Boucher worked 18 hours non-stop photographing a hurricane that ravaged Atlantic City in November 1950, holding his 4x5 large format speed graphic and camera bag over his head in water up to his armpits. While reconnoitering camera vantage points to document Fortress El Morro in Old San Juan in 1967, Puerto Rico. Boucher and his wife Peggy were passengers aboard a sailing catamaran that was struck and cut in two by a submarine entering the San Juan harbor. During the 1990s he produced over 500 large format images of the White House for the Historic American Buildings Survey, some days producing only a single image. A proud possession is a book published by the White House centering on the family living quarters illustrated by his work. His copy was personally autographed to him by the President and the First Lady.

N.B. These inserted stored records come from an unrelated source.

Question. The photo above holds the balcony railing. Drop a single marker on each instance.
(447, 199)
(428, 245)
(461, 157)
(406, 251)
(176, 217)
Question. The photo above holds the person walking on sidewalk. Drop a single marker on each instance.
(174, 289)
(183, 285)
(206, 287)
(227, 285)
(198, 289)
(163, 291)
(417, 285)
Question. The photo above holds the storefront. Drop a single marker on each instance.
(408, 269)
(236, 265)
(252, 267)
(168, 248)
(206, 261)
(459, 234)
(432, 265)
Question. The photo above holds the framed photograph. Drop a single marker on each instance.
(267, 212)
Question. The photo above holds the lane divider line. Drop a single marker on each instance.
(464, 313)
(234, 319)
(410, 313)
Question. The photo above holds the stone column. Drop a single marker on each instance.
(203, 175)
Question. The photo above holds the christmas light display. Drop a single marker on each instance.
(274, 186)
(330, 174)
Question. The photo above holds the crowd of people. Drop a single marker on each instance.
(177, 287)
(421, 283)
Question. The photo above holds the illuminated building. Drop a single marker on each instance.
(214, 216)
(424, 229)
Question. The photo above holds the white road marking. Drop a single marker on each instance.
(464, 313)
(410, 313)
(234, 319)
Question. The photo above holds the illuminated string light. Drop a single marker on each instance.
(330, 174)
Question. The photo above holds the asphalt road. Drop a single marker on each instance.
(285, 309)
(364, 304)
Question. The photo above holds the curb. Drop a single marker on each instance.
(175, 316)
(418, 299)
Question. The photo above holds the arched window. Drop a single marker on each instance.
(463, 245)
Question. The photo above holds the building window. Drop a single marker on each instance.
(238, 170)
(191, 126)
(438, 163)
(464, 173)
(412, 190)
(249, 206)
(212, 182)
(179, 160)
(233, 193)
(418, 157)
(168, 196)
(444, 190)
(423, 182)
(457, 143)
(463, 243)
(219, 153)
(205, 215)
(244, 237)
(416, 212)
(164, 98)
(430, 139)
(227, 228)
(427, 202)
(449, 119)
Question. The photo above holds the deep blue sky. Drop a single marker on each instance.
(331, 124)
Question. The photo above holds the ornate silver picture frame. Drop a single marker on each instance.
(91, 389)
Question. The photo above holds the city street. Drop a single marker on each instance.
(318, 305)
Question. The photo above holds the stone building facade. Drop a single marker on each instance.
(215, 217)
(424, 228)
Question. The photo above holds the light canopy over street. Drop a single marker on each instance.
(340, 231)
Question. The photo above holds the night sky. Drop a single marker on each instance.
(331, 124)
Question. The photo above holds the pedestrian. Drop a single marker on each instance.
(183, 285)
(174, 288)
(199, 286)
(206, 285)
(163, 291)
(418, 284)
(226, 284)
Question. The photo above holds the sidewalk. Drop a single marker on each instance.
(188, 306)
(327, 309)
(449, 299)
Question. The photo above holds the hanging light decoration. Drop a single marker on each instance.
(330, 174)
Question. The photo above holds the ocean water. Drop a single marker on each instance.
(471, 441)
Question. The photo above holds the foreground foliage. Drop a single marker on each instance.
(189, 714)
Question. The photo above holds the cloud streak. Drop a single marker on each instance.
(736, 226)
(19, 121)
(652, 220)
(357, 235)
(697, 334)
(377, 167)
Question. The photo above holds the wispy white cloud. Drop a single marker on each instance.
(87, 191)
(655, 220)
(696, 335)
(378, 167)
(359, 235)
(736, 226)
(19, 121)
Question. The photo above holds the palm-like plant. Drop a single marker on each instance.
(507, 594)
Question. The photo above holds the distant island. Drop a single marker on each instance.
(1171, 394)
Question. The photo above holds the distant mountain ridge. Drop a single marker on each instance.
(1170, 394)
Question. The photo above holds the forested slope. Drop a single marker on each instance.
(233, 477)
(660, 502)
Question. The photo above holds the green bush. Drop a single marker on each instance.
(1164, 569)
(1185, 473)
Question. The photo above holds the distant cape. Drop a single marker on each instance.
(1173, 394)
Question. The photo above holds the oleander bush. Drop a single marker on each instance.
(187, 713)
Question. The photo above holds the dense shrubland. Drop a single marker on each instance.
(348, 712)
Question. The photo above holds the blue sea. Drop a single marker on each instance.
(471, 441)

The assignment of which he was most proud was a three week stint photographically documenting the leprosy settlement "Kalaupapa," on the Hawaiian island of Molokai, living among the 85 victims still in residence there at the time. "I vividly remember studying the story of the Belgian Priest Fr. Damien and his labors for 16 years among the lepers while in grade school. I never dreamed I would be able to go there."

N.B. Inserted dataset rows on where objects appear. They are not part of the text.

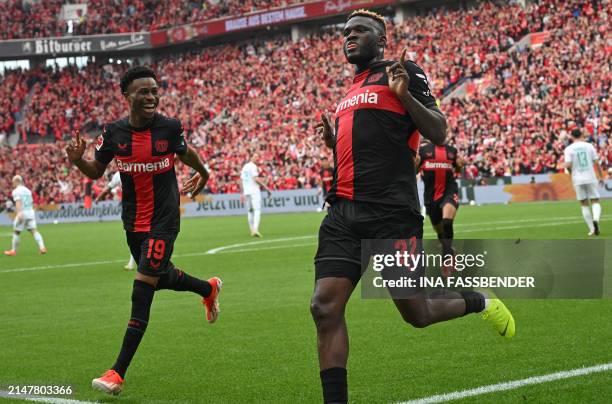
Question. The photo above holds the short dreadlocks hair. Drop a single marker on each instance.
(362, 12)
(136, 72)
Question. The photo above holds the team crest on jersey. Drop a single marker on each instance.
(161, 146)
(99, 142)
(374, 77)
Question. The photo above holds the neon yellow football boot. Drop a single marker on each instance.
(499, 316)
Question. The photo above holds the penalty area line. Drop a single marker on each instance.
(42, 399)
(493, 388)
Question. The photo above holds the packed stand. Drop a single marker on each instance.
(216, 105)
(24, 19)
(519, 123)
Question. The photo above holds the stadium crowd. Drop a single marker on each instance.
(27, 19)
(234, 99)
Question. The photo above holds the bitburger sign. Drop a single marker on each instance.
(74, 45)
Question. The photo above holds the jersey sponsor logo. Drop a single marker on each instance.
(375, 77)
(161, 146)
(436, 165)
(143, 167)
(99, 142)
(365, 97)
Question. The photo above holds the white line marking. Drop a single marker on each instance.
(71, 265)
(492, 388)
(228, 248)
(276, 240)
(43, 399)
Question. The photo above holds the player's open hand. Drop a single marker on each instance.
(398, 76)
(324, 129)
(76, 148)
(195, 185)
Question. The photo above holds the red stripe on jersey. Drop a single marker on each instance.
(414, 140)
(344, 155)
(143, 181)
(370, 97)
(439, 174)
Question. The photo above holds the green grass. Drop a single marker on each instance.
(65, 325)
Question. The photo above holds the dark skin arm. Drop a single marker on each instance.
(75, 150)
(323, 128)
(195, 184)
(430, 121)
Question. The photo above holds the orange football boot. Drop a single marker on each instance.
(110, 382)
(211, 303)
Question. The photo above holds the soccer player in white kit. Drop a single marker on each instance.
(113, 184)
(582, 161)
(25, 217)
(251, 193)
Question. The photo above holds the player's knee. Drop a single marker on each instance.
(323, 312)
(447, 228)
(418, 317)
(416, 321)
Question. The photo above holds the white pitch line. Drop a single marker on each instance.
(276, 240)
(224, 249)
(43, 399)
(493, 388)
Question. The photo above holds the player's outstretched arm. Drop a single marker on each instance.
(431, 122)
(195, 184)
(324, 129)
(75, 150)
(103, 194)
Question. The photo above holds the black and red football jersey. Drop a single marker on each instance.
(377, 140)
(145, 160)
(327, 177)
(438, 165)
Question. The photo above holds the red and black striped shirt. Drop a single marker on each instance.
(438, 164)
(145, 160)
(377, 140)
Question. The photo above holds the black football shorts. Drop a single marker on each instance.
(434, 209)
(152, 251)
(347, 223)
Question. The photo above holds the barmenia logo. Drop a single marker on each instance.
(143, 167)
(432, 165)
(363, 98)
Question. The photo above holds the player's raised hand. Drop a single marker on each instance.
(398, 76)
(76, 147)
(324, 129)
(195, 185)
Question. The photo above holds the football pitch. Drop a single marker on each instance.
(64, 316)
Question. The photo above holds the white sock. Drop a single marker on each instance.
(588, 218)
(596, 211)
(39, 240)
(250, 217)
(256, 220)
(15, 244)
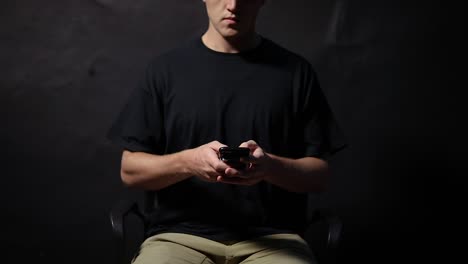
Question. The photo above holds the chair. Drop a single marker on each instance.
(323, 231)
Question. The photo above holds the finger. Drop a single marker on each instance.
(237, 181)
(243, 145)
(216, 145)
(251, 144)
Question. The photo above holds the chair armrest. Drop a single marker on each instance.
(118, 213)
(323, 233)
(334, 227)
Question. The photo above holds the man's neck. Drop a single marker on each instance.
(216, 42)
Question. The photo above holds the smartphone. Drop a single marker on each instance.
(232, 156)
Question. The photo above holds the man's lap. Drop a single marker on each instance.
(184, 249)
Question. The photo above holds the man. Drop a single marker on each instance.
(231, 87)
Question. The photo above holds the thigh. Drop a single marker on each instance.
(280, 256)
(164, 252)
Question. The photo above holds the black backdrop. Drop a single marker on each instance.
(67, 67)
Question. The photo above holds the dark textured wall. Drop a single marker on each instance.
(68, 66)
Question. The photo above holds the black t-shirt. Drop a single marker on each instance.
(193, 95)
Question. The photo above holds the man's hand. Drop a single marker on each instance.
(205, 163)
(259, 166)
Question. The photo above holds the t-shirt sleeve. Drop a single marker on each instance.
(323, 136)
(139, 125)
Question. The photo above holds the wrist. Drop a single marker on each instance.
(186, 160)
(276, 166)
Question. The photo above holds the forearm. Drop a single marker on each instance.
(154, 172)
(307, 174)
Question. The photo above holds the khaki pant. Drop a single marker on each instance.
(176, 248)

Boucher completed the National Trust of England's "Attingham School" in 1969, an intensive summer study program dealing with the historic country houses of England, and architecture from Roman times to the Regency Period. About 1973 he was one of 36 selected to participate in the European Traveling Summer School for Historic Architecture and Preservation. It was a seven week study tour through England, France, Holland and Belgium.

American Preservation Magazine published a series of articles in which he wrote and showed photographs of historic cities in the Soviet Union, Belgium, Hungary and Italy.

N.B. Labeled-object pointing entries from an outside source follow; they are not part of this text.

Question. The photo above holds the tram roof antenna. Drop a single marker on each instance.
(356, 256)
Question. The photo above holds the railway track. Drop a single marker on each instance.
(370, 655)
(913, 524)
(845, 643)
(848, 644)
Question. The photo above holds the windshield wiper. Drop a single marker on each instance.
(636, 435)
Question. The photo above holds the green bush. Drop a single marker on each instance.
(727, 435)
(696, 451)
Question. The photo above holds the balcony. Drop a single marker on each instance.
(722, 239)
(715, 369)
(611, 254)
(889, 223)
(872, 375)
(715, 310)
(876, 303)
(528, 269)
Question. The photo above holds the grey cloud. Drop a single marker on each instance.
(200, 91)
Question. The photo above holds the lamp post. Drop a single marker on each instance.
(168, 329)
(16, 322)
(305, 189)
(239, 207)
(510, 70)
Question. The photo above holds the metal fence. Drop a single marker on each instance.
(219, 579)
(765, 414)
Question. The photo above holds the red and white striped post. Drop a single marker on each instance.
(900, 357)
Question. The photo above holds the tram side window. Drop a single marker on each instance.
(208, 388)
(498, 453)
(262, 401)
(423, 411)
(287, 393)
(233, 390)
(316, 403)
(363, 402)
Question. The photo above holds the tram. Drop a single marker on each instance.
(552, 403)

He conceived and oversaw the preservation of Atlantic City's 1857 Absecon Lighthouse in 1964; the ca 1820s Weymouth Furnace. Earlier, and at age 21 in 1952, Boucher was the instigator and one of two key people from the preservation/conservation field responsible for the preservation of New Jersey 98,000 acres (400 km2) Wharton Forest, home to three major historic iron furnace villages that served the American Revolution, twenty four species of wild orchids, the habitat of the rare "Pine Barrens Tree Frog," and a canoeing and hunting retreat.

In 1952 he personally guided Mike Hudoba, noted outdoors writer on a several day canoe trip through the Warton Forest rivers. He once spoke of a three week canoe trip to fish for trout in Canadian wilderness a few hundred miles from the Arctic Circle. Navigating the Bersimus River, they were attempting to reach Lake Boucher but were unable to portage around rapids.